16. I love that we both have the same sense of humor. It is a relief to know that I am not being judged when I fall off the couch laughing every time someone walks into a pole. I also enjoy not being the only one with a. . . well. . . inappropriate sense of humor.
17. I like that he tries to provide me with things that he knows I would never get for myself. Most of the nice clothing and jewlery and perfumes that I have were from him. If it were up to me, my wardrobe would be full of DI clothing and I would be bathing and fragrancing myself with whatever I found at the $1 bin. I still love my sales and bargains, so we have come to a nice compromise consisting of coupon clipping and high-end store clearance racks.
18. I love that he gets excited whenever I get checks from the survey sites and free-lance writing that I do. It is silly, because I have yet to bring in more than $200 a month, but he really makes me feel like I am contributing, which means a lot to me.
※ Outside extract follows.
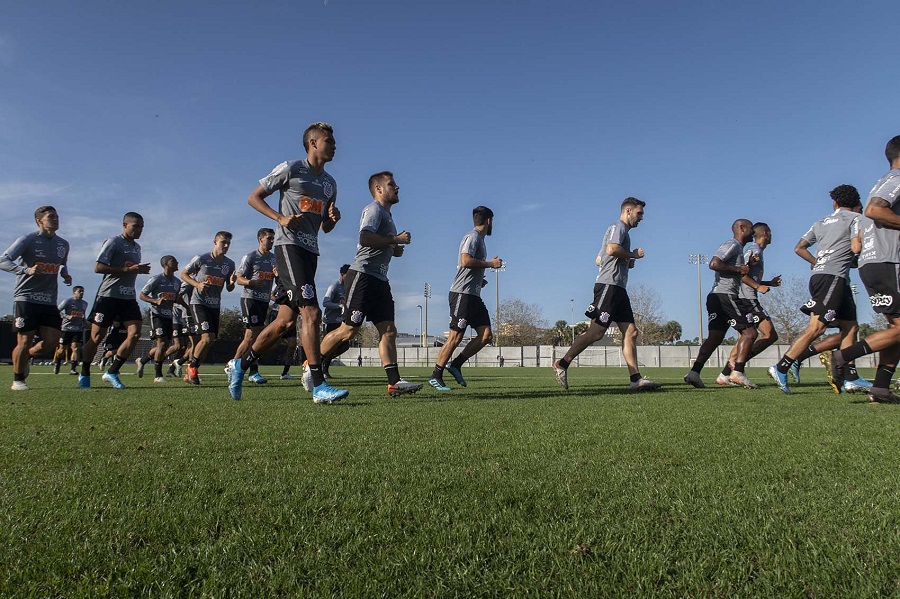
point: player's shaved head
(892, 150)
(845, 196)
(315, 130)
19. I love that Ross is willing to swallow his pride, admit his mistakes, and ask for help when the occasion calls for it. He has sought help at times that I would not- and his humility has saved us at times when my pride would have sunk us!
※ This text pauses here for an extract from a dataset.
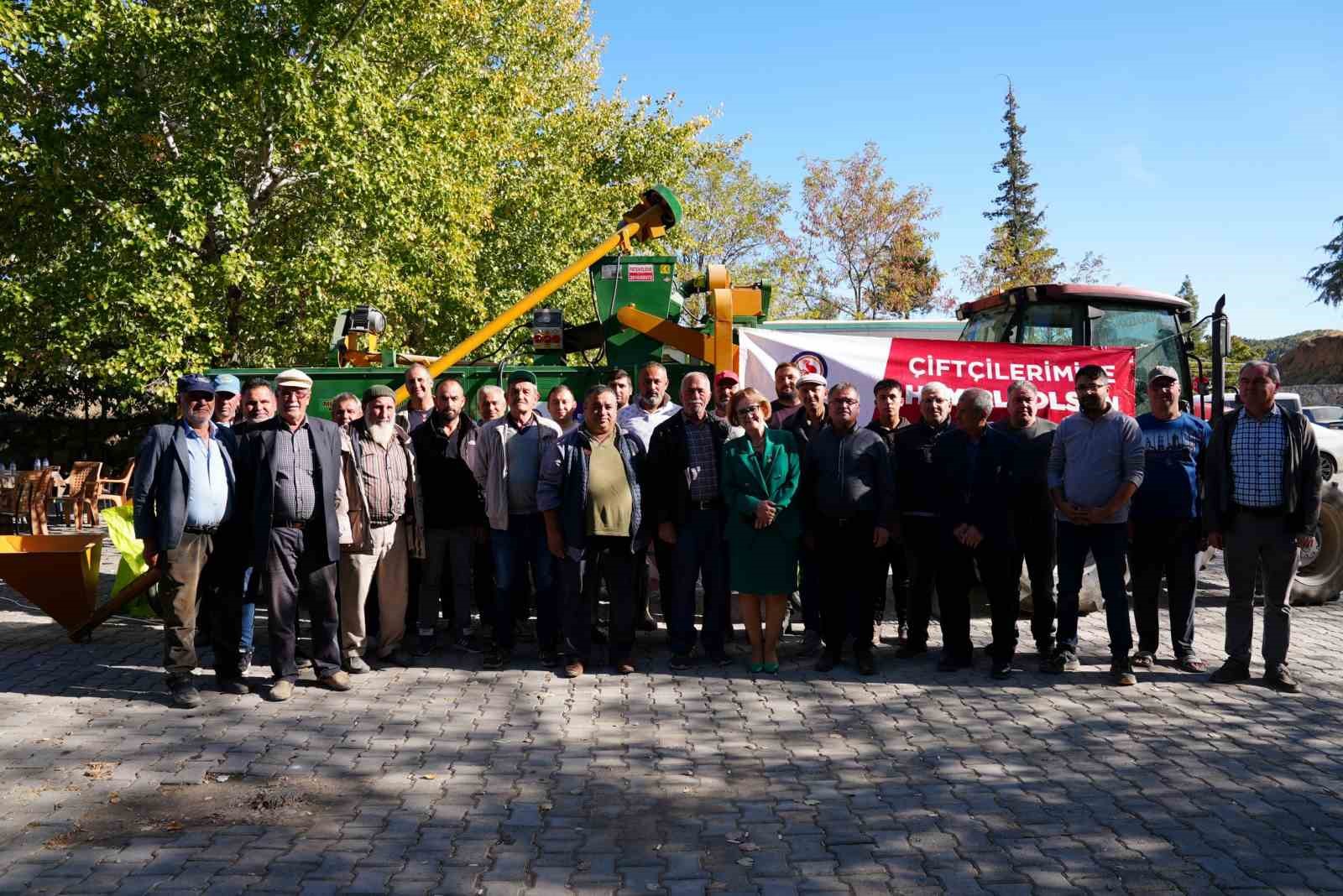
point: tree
(191, 185)
(1327, 278)
(865, 248)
20. Ross never comes home unhappy. He is always full of hugs and smiles when he comes in the door. All 3 of his girls are happy when Daddy comes home.
21. I love that he tries to surprise me. He is not very good at it because he is terrible at planning things- but I do appreciate that he tries. I am confident that someday he will do it well.
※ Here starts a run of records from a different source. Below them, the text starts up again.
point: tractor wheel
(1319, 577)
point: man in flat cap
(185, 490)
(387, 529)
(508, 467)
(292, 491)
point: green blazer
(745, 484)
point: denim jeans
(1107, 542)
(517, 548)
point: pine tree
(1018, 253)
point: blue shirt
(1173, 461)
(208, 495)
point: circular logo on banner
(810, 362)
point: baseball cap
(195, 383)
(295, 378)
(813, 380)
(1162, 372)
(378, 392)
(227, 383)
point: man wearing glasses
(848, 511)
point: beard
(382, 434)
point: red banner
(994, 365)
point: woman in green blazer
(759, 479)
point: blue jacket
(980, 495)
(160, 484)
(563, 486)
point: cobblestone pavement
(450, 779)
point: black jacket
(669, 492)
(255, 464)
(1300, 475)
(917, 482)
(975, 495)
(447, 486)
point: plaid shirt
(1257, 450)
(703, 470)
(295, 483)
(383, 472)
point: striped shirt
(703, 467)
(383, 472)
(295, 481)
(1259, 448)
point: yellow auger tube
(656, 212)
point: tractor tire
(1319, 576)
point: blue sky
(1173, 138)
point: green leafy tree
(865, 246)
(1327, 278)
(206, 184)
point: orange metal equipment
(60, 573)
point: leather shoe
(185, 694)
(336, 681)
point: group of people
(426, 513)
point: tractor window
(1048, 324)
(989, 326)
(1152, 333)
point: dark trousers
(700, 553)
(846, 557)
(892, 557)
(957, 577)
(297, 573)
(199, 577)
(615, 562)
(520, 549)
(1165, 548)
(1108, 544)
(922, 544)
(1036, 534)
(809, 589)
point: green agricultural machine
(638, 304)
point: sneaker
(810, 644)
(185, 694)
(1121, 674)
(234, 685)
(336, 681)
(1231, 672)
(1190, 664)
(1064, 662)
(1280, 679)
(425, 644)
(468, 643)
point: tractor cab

22. I love that he can see humor in anything. I love laughing with him about things that we should maybe be crying about. He has such a good outlook on life, and he takes all these twists and turns as challenges.
23. Ross is great at giving gifts. For our anniversary he got me a cotton candy machine and a sno-cone maker, and still stayed under budget. Anyone who knows me even a little bit knows what kind of heaven I have been in with my daily dose of fresh cotton candy.
24. I love that Ross likes my family. It means a lot that he enjoys talking and chatting with my family almost as much as I do.
25. I love that he is good at getting excited about some of the silly things that excite me. I am one of the easiest people to amuse ever- so I like not being mocked when I want to show him that I can play Praise to the Man on the piano, or when I drag him out to the garden to see the new pumpkin, or the funny beattle that hisses, or the cool bubble on the pizza. I know that it has to be frustrating living with a girl who still enjoys reading Beverly Cleary novels, but he takes all my silly shenanigins in stride and is great at humoring me.
26. I love, and this may be silly, but I love that he has a hard time with blood and needles. He is always so tough and fearless, that it is nice to be able to comfort him about something he fears that doesn't bother me. Does that make any sense?
27. This last one will only make sense to those who are familiar with Gary Chapman's 5 Love Languages. Ross and I are very different in our primary languages of love. I prefer words of affirmation to anything else. If you really want me to feel happy and loved, then say something nice about me. Ross, on the other hand, revels in gifts. He loves opening presents, and likes to show his feelings through presents. This has been a very real struggle in our marriage. I think the one thing that has helped us to pull through is that we share the same secondary love language- physical touch. When I get him a gift that was a dud, or when he just cannot find any words at all to express the love he feels, then we can both resort to a loving embrace. I don't care how annoying that man can be with his wet towels on the floor and his pillow stealing, it would hurt me deelply if I was never be able to be held by him again.
Happy 27th birthday Ross! Happy 4th Anniversary! I love you.